–Твои дела совсем плохи? – Гастон всегда появлялся в самые тяжёлые минуты, причём не в те, когда требуется утешение, а в те самые, когда ты низведён в самую грязь и ввергнут в глубины отчаяния, и не нуждаешься в обществе.
Ты хочешь быть в мрачном одиночестве, а тут из ниоткуда берётся Гастон, садится рядом, словно вы и не прощались, и будто бы он всегда был рядом.
Впрочем, у Клода было ощущение, что так оно и есть. С Гастоном они виделись часто, что говорило о том, что Клод заядлый обитатель тяжёлых минут, грязи и глубин отчаяния. Иной раз Клоду казалось даже, что именно из-за Гастона его дела никак не наладятся, каждая встреча с ним как новое падение!
Но вслух этого Клод никогда не произносил – ещё бы, если бы не Гастон, Клод давно помер бы с голоду! Он всего лишь уличный поэт, с монетами не густо, с самой жизнью не просто, но кого уже укорить?
–Совсем, – признал Клод мрачно. – Моя последняя поэма разошлась по столице, но ненадолго. Оказывается, нельзя говорить о рассудке принца крови.
Клод не удержался, усмехнулся. Сам он дурного в своих стихах не видел. Он считал себя проводником новостей и мыслей, и в своих стихах говорил лишь то, о чём было известно если не всем, то большинству. Когда за ним впервые погналась городская стража, он был молод и счастлив.
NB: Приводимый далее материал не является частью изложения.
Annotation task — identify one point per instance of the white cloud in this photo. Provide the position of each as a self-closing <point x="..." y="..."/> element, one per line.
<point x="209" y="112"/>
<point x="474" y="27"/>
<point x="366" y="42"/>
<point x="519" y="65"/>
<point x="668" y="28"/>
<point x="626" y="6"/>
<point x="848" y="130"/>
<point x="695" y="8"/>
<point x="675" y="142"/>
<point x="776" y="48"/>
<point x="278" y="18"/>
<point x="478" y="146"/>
Он казался себе бунтовщиком, поднявшимся над властью самого короля, силой, напрямую заговорившей с народом.
С тех пор прошли годы. Он был всё ещё молод, но ужасная тоска съедала его душу. Бунтовщиком оказалось быть весьма трудно. Голод, облавы, бессонница, вечная жажда толпы в новых, всё более смелых строках стали ему рутиной. Запал, прежде гревший его сердце, затихал, сносимый усталостью.
Но мог ли он то изменить? Уже не мог. Он стал врагом короны и корона не простила бы ему его слов. А сам? Куда он мог податься? В какую канаву забиться и на что существовать? Он не знал, и усталость души, измотанность чувств, в которой никто, кроме него и не был виноват, вели его к дожитию.
Он был молод годами, лихо вскакивал на грязные, видавшие всякую дрянь, кабацкие столы, громко и звонко читал очередной памфлет, и ловко бежал от стражи, перепрыгивая через лавки и наваленные ящики, но…
Но это становилось обязательной игрой и хоть голос его и годы были ещё в молодости, глаза уже старели и выцветали. Толпа хохотала над его словами, злословила над удачными и едкими слухами, обличёнными в рифмы, но знала ли эта толпа того, кто её так веселил?
Лет пять назад, начиная свою карьеру, ведущую к пропасти, Клод готов был орать в лицо всем и каждому, что толпа знает его, что внимает ему и что делит с ним одну кровь! Но сейчас, когда усталость брала своё, Клод понимал отчётливо: его не будет, будет другой, и толпа не вспомнит. Как он потеснил из уличных поэтов прежде поэта-бродяжку Рено Вашона, так и вскоре кто-то потеснит его.
И падёт Клод в ничто. И не вспомнят его. Мало ли их, молодых, весёлых, ловких, озорных побродяжек, не умеющих жить иначе, чем простой рифмой, в которую заплетён слух? Мало ли их, жадных до славы, юных, голодных?..
–Написал бы ты что-нибудь хорошее, – укорил его Гастон.
Клод едва заметно улыбнулся: он пробовал это. он пробовал писать и то самое «хорошее», вылощенное, выбранное с особенной тщательностью, не имеющее брани и не имеющее ничего дурного.
И что же?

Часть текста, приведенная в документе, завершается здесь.